As coisas começaram a flutuar e um vento — ou ao menos, é o que tenta parecer ser — assoma o estúdio de gravação. Os apresentadores correm de um lado para o outro com afirmações esquisitas, como: Ele está bravo! Corra Phill! Cuidado com o fogão! Tragam uma cabra!
— Que baboseira é essa? — susta Élton.
— São os Caçadores Paranormais – responde Bryan, lotando a boca de pipoca. – Eles fazem testes sobrenaturais.
— E você acredita numa besteira dessas? – pergunta Élton em tom acusatório, dando mais uma golada em sua bebida.
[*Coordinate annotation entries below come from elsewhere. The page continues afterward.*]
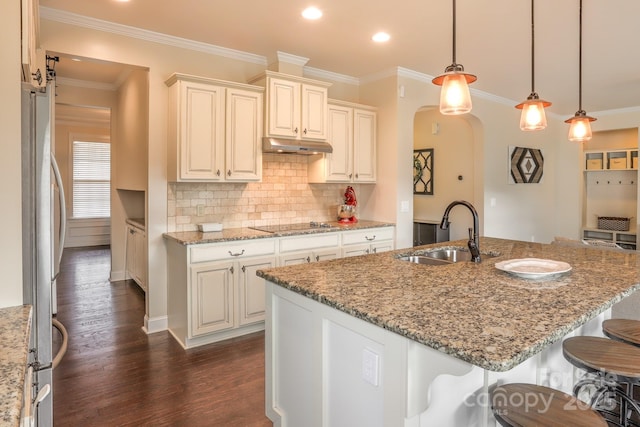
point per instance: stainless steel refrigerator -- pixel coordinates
(41, 242)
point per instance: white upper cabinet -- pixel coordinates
(214, 132)
(352, 134)
(243, 150)
(296, 107)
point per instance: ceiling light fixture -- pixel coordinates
(533, 116)
(580, 124)
(454, 96)
(312, 13)
(381, 37)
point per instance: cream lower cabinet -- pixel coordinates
(213, 290)
(368, 241)
(308, 249)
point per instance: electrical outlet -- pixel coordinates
(370, 367)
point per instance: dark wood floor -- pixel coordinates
(113, 374)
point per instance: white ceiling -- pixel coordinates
(493, 39)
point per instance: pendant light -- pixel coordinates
(533, 116)
(454, 97)
(580, 124)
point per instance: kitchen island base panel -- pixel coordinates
(326, 367)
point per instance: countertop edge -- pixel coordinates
(15, 326)
(238, 234)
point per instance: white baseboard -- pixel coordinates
(116, 276)
(156, 324)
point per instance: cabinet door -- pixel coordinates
(339, 163)
(284, 108)
(243, 149)
(201, 131)
(140, 269)
(364, 146)
(326, 254)
(295, 258)
(383, 246)
(314, 112)
(211, 298)
(355, 250)
(251, 290)
(130, 257)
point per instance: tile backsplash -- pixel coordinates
(284, 196)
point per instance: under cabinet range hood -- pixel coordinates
(294, 146)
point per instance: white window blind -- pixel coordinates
(91, 179)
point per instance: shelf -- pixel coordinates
(610, 160)
(624, 239)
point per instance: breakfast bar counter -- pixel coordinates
(460, 319)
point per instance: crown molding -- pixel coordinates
(64, 81)
(137, 33)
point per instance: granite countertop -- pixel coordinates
(15, 323)
(231, 234)
(473, 312)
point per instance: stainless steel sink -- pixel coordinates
(441, 256)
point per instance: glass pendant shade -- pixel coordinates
(533, 116)
(580, 127)
(455, 97)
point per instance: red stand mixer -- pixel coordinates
(347, 211)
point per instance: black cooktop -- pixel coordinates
(292, 227)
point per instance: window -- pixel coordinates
(91, 179)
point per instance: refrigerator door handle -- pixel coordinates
(63, 212)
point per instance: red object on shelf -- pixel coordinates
(351, 202)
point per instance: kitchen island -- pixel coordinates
(375, 340)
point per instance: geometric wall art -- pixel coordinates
(423, 171)
(525, 165)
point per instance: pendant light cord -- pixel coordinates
(533, 46)
(580, 63)
(454, 32)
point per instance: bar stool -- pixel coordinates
(612, 369)
(526, 405)
(624, 330)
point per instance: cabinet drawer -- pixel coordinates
(368, 235)
(232, 250)
(297, 243)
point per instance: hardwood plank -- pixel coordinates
(113, 374)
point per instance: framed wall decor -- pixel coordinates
(423, 171)
(526, 165)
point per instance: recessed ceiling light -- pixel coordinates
(381, 37)
(312, 13)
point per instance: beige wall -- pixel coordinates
(10, 166)
(453, 157)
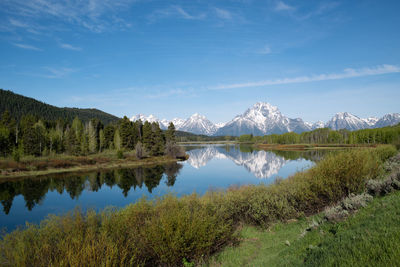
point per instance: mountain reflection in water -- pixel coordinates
(208, 167)
(263, 164)
(34, 190)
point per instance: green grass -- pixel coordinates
(370, 237)
(171, 231)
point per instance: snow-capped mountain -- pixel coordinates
(371, 121)
(317, 125)
(388, 120)
(198, 124)
(345, 120)
(177, 122)
(220, 124)
(261, 119)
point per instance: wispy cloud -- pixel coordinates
(173, 92)
(265, 51)
(28, 47)
(174, 11)
(281, 6)
(347, 73)
(95, 15)
(54, 73)
(222, 13)
(70, 47)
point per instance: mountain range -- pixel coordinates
(263, 118)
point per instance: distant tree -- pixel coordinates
(117, 140)
(170, 133)
(102, 140)
(109, 132)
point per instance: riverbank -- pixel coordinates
(172, 231)
(294, 147)
(57, 164)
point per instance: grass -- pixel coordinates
(311, 146)
(171, 231)
(36, 166)
(370, 237)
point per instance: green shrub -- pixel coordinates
(163, 232)
(120, 154)
(172, 231)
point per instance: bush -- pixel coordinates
(120, 154)
(168, 230)
(159, 233)
(16, 154)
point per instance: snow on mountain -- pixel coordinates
(261, 119)
(177, 122)
(198, 124)
(345, 120)
(371, 121)
(220, 124)
(388, 120)
(317, 125)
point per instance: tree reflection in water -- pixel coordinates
(34, 190)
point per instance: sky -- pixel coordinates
(310, 58)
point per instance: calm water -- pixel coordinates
(208, 167)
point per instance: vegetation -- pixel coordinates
(38, 137)
(385, 135)
(19, 105)
(171, 231)
(369, 237)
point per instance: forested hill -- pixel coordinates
(19, 105)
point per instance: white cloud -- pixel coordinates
(57, 72)
(222, 13)
(281, 6)
(28, 47)
(347, 73)
(174, 11)
(70, 47)
(95, 15)
(265, 51)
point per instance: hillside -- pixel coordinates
(19, 105)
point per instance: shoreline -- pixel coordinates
(303, 147)
(109, 164)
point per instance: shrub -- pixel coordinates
(16, 154)
(168, 230)
(159, 233)
(120, 154)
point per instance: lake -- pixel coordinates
(208, 167)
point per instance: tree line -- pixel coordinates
(385, 135)
(19, 106)
(35, 136)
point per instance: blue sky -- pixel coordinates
(174, 58)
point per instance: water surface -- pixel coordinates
(208, 167)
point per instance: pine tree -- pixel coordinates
(170, 133)
(92, 136)
(117, 140)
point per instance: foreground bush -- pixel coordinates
(146, 233)
(171, 230)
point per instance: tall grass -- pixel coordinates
(171, 230)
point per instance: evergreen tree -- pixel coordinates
(117, 140)
(170, 133)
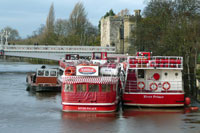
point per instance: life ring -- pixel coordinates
(166, 85)
(70, 71)
(152, 64)
(141, 85)
(151, 86)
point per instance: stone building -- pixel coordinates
(118, 31)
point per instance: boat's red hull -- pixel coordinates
(89, 108)
(154, 100)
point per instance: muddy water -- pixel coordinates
(22, 111)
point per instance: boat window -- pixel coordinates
(106, 87)
(68, 88)
(93, 88)
(40, 72)
(114, 87)
(140, 73)
(47, 73)
(52, 73)
(81, 87)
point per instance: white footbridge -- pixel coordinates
(51, 52)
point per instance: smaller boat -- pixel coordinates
(43, 80)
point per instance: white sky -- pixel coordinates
(27, 15)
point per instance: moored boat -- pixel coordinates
(153, 81)
(43, 80)
(87, 89)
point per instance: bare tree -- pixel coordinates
(78, 22)
(49, 29)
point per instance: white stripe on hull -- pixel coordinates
(153, 93)
(154, 105)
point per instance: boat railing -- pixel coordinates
(153, 86)
(155, 62)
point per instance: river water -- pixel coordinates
(22, 111)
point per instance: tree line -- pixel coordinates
(76, 30)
— Não é besteira – rebate o outro cuspindo pipoca enquanto fala. – Eles pesquisam rituais em livros de seitas antigas, e eles testam. Já abriram até desafios para o público enviar.
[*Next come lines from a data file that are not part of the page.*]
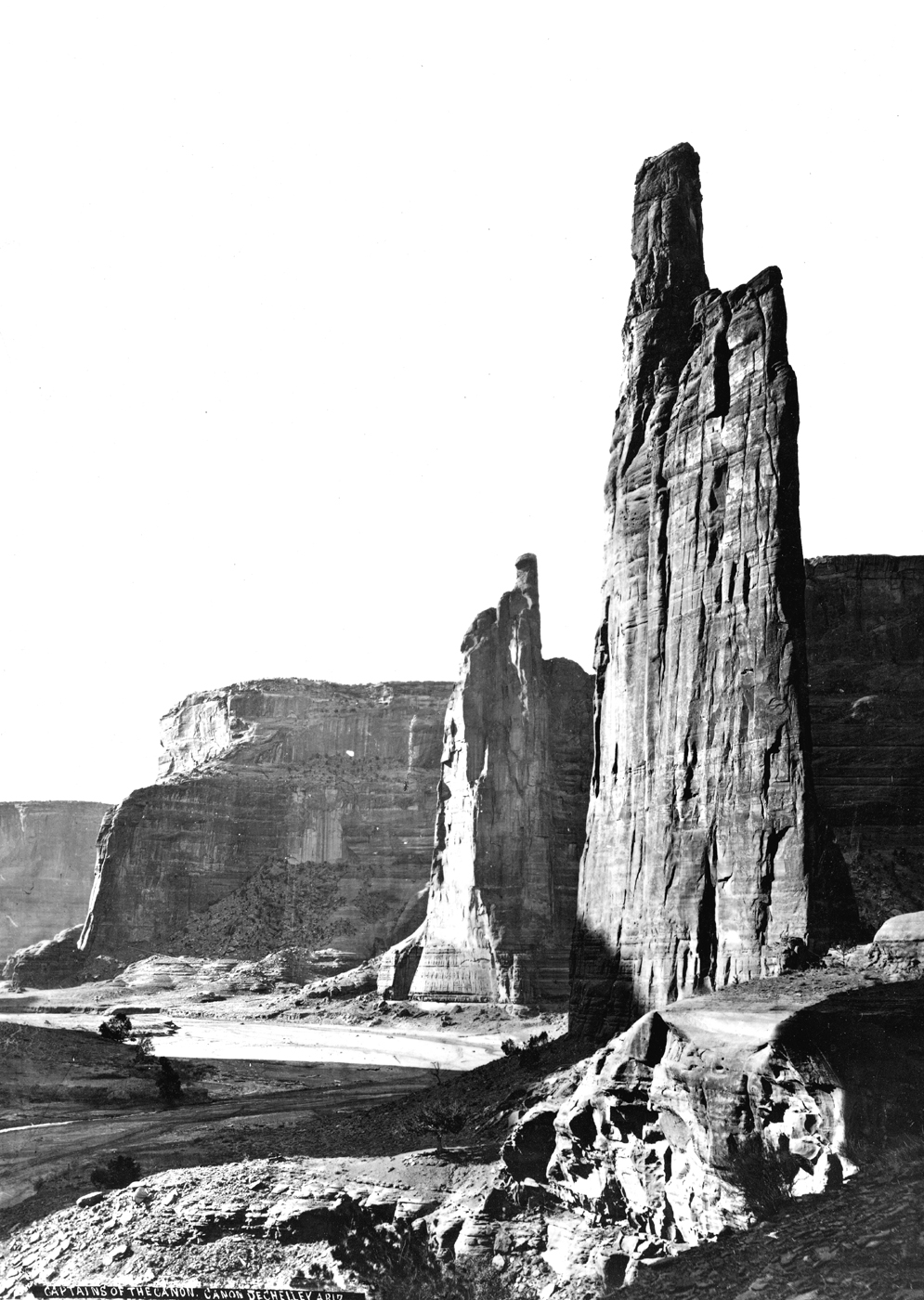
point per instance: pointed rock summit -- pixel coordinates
(705, 862)
(511, 816)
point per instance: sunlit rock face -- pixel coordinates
(865, 621)
(698, 1117)
(511, 815)
(289, 812)
(47, 854)
(705, 861)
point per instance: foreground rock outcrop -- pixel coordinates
(713, 1111)
(865, 623)
(47, 854)
(511, 816)
(289, 812)
(705, 862)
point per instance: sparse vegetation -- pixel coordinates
(441, 1118)
(117, 1029)
(117, 1172)
(169, 1085)
(526, 1053)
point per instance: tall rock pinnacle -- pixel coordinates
(511, 815)
(705, 857)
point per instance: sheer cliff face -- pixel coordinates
(287, 812)
(865, 618)
(702, 831)
(47, 853)
(511, 816)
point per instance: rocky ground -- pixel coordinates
(350, 1192)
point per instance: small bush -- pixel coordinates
(116, 1029)
(524, 1052)
(169, 1085)
(441, 1118)
(117, 1172)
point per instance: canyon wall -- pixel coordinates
(865, 621)
(688, 1122)
(287, 812)
(511, 815)
(705, 861)
(47, 854)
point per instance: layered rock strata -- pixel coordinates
(689, 1121)
(865, 623)
(511, 815)
(47, 854)
(705, 861)
(289, 814)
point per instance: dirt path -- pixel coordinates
(36, 1153)
(406, 1046)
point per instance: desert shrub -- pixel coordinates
(441, 1118)
(145, 1048)
(117, 1172)
(169, 1085)
(764, 1176)
(116, 1029)
(524, 1052)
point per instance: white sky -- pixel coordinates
(309, 324)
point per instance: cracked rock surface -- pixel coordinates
(705, 858)
(289, 812)
(511, 816)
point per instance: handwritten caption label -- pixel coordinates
(48, 1291)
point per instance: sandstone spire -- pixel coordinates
(703, 852)
(511, 814)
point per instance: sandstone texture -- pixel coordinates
(289, 814)
(705, 861)
(698, 1115)
(511, 816)
(47, 854)
(865, 621)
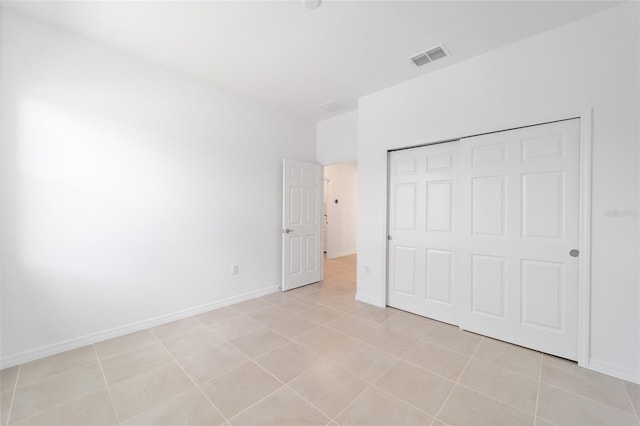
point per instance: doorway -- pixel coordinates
(340, 209)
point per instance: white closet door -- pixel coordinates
(519, 195)
(422, 228)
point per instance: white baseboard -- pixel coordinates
(88, 339)
(370, 300)
(605, 367)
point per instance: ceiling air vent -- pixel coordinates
(430, 55)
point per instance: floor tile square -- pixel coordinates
(237, 389)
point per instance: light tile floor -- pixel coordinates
(311, 356)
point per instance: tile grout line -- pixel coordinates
(13, 395)
(58, 405)
(190, 379)
(633, 407)
(106, 384)
(535, 411)
(371, 384)
(457, 380)
(588, 399)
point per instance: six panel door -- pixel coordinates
(423, 229)
(481, 233)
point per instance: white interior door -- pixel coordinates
(482, 232)
(520, 198)
(423, 231)
(302, 260)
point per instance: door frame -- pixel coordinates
(585, 212)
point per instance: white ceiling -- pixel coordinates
(283, 54)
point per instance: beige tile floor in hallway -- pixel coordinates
(311, 356)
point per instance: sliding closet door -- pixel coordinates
(484, 234)
(520, 200)
(423, 228)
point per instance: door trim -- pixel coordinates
(585, 213)
(584, 261)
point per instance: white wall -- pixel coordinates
(337, 139)
(342, 217)
(592, 63)
(128, 192)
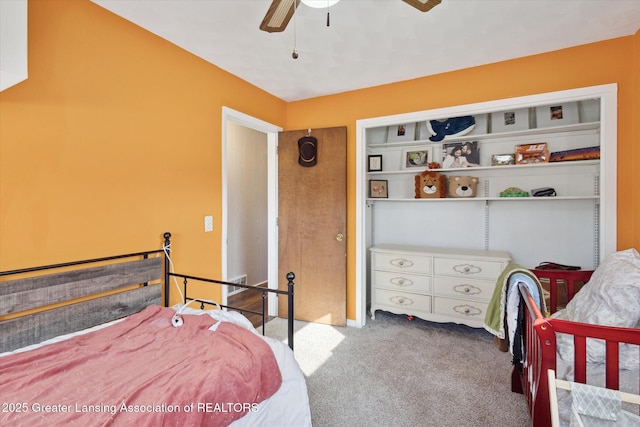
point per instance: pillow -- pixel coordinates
(610, 298)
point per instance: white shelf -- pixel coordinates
(590, 126)
(486, 199)
(417, 171)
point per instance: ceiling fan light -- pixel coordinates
(320, 3)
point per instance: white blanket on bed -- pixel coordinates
(610, 298)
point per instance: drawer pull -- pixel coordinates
(466, 289)
(467, 269)
(467, 310)
(401, 281)
(401, 300)
(401, 262)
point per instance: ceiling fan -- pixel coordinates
(281, 11)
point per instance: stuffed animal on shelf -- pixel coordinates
(454, 126)
(430, 185)
(462, 186)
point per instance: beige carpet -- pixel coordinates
(396, 372)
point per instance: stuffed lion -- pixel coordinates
(431, 185)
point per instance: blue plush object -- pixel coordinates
(455, 126)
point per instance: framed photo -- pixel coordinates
(503, 159)
(375, 163)
(378, 188)
(416, 157)
(557, 115)
(532, 153)
(402, 132)
(509, 121)
(460, 155)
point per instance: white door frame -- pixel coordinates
(230, 115)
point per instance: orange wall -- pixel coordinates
(113, 139)
(116, 135)
(594, 64)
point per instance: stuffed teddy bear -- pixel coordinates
(462, 186)
(430, 185)
(454, 126)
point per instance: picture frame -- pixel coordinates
(510, 120)
(470, 158)
(374, 163)
(416, 157)
(378, 188)
(404, 132)
(559, 114)
(503, 159)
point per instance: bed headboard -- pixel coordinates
(53, 300)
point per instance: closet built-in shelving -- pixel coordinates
(576, 226)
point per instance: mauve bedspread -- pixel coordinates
(141, 371)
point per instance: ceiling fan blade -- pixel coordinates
(278, 15)
(423, 5)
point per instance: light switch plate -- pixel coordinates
(208, 223)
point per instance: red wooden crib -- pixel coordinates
(540, 343)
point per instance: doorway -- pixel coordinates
(232, 121)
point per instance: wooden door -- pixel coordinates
(312, 225)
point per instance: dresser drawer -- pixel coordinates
(402, 262)
(470, 310)
(467, 268)
(402, 281)
(410, 302)
(465, 288)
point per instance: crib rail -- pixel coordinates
(540, 340)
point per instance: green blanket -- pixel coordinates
(494, 316)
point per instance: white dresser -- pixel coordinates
(436, 284)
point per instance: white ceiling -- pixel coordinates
(373, 42)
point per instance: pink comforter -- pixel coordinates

Uma vinheta interrompe o programa de Bryan.
— A não... Não... Não...! – se irrita Bryan derrubando parte da pipoca no chão.
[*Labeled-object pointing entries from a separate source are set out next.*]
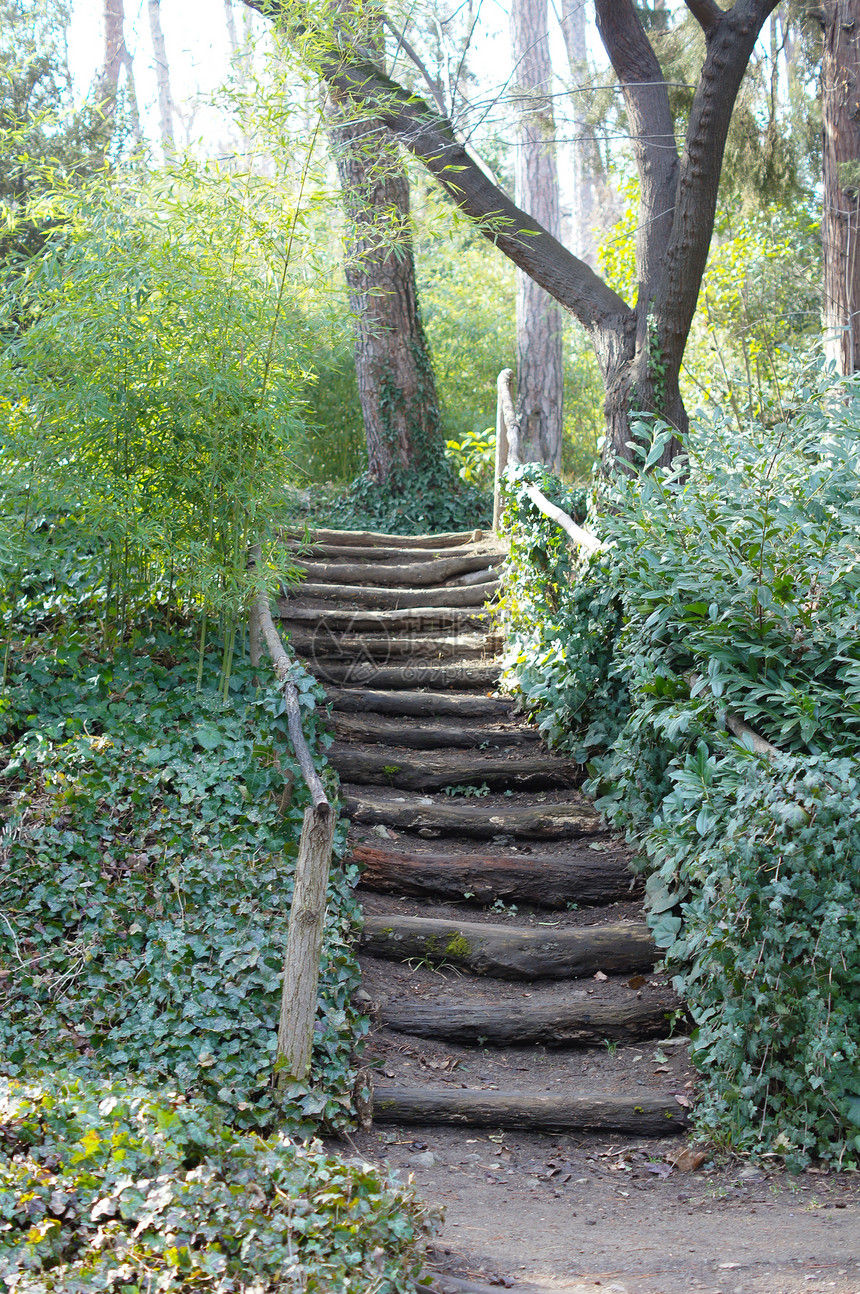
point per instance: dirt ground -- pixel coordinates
(600, 1215)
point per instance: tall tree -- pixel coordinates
(639, 346)
(117, 60)
(841, 167)
(163, 78)
(393, 369)
(539, 340)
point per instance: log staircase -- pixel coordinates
(506, 963)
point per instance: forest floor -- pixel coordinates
(582, 1214)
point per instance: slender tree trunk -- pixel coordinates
(841, 166)
(393, 368)
(585, 158)
(539, 338)
(117, 58)
(163, 76)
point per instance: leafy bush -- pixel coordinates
(740, 589)
(109, 1187)
(146, 870)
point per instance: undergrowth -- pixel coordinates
(727, 592)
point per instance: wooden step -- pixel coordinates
(644, 1113)
(427, 735)
(582, 876)
(395, 553)
(361, 700)
(348, 620)
(572, 1020)
(375, 538)
(380, 597)
(365, 673)
(414, 575)
(388, 766)
(417, 813)
(512, 951)
(420, 647)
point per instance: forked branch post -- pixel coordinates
(309, 896)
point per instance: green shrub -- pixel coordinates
(113, 1187)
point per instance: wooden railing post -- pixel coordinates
(304, 943)
(300, 982)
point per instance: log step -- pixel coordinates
(396, 553)
(374, 538)
(511, 951)
(408, 676)
(382, 647)
(347, 620)
(583, 875)
(572, 1020)
(417, 813)
(424, 735)
(643, 1114)
(388, 766)
(413, 575)
(378, 597)
(360, 700)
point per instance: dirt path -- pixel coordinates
(528, 1068)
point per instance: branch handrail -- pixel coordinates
(507, 450)
(300, 981)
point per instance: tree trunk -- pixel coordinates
(639, 347)
(117, 57)
(841, 166)
(396, 383)
(539, 339)
(163, 76)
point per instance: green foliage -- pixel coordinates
(766, 857)
(114, 1187)
(731, 589)
(148, 872)
(561, 616)
(423, 501)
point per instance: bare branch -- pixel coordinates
(652, 130)
(431, 139)
(706, 13)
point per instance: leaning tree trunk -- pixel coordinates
(393, 368)
(841, 167)
(539, 338)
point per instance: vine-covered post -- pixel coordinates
(309, 897)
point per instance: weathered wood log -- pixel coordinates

Após isso, uma tela mostrando Plantão de Notícias aparece na tela e seguidamente muda para uma apresentadora de TV numa típica mesa de notícias num estúdio de gravação.
— Mais notícias do caso 568. Depois das 12:00 horas de ontem, a linha vermelha do metrô foi fechada por tempo indeterminado devido às investigações entre o túnel de José Framergard e Flamingos. Todas as estações tiveram grande parte de seus funcionários dispensados. As linhas serão testadas hoje à noite e voltarão a funcionar amanhã às três da manhã, porém em velocidade reduzida. Ainda não foi dado nenhum sinal dos desaparecidos, nem sequer do metrô 568 e nenhuma pista além dos sinais de acidente no túnel. Apesar do retorno das linhas, a perícia continuará trabalhando nas investigações nos túneis.
"O caso 568, remete ao metrô 568 da linha vermelha que por volta das 4:30 da manhã perdeu seu contato e desde se teve mais notícias. — a programação exibem, vários operários com lanternas nos capacetes procurando algo em túneis escuros — Perto das 12:00 horas de ontem, a investigação começou a mostrar avanços significativos dado às informações de que o metrô 568 não havia nem chegado à estação Flamingos. Os investigadores presumem que o metrô teve algum problema entre as estações José Framergard e Flamingos. — agora exibe uma animação 3d de um metrô descarrilando em bários ângulos diferentes — Não há evidências claras do ocorrido dado que o maquinista do metrô 567, que vinha depois do 568, passou tranquilamente pelos túneis das estações e não viu nem sentiu nada de diferente. Os sinais de descarrilamento encontrados no túnel horas depois, que presumidamente estão relacionadas ao metrô sumido, reforça a ideia de descarrilamento para uma parte mais profunda do túnel, segundo os peritos. — a animação agora exibe o metrô indo para uma bifurcação de trilhos se arrasta com a força do impacto — Apesar da análise dos especialistas, entre todos os esforços do governo, não foi o suficiente para acalentar o desespero dos parentes das vítimas desse estranho acidente, — a TV agora exibe uma multidão em protesto, cheias de cartazes e panos com foto — já que nem sequer acharam o metrô desaparecido. Algumas revoltas foram instauradas em Santa Lianna e Don Jonas, já que grande parte dos trabalhadores usam os metrôs para se locomoverem. — A jornalista retorna na imagem — Seguimos com a programação na TV Livre.
A vinheta se vai e a programação de Bryan volta no exato momento em que termina de juntar as pipocas do chão.
— Corre, Christopher! – exclama ele para um dos apresentadores dos Caçadores Paranormais.
Élton balança a cabeça em desaprovação.
— Vou ver os testes – desponta Élton enquanto sai da sala, tragando o refrigerante do copo.
— Ah sim! Cuidado com o fantasma de Allulasu – responde o outro num tom que deixa Élton confuso entre o deboche e a seriedade.
Élton se vira furibundo, mas desiste de brigar com seu antigo aprendiz e sai da sala dos funcionários.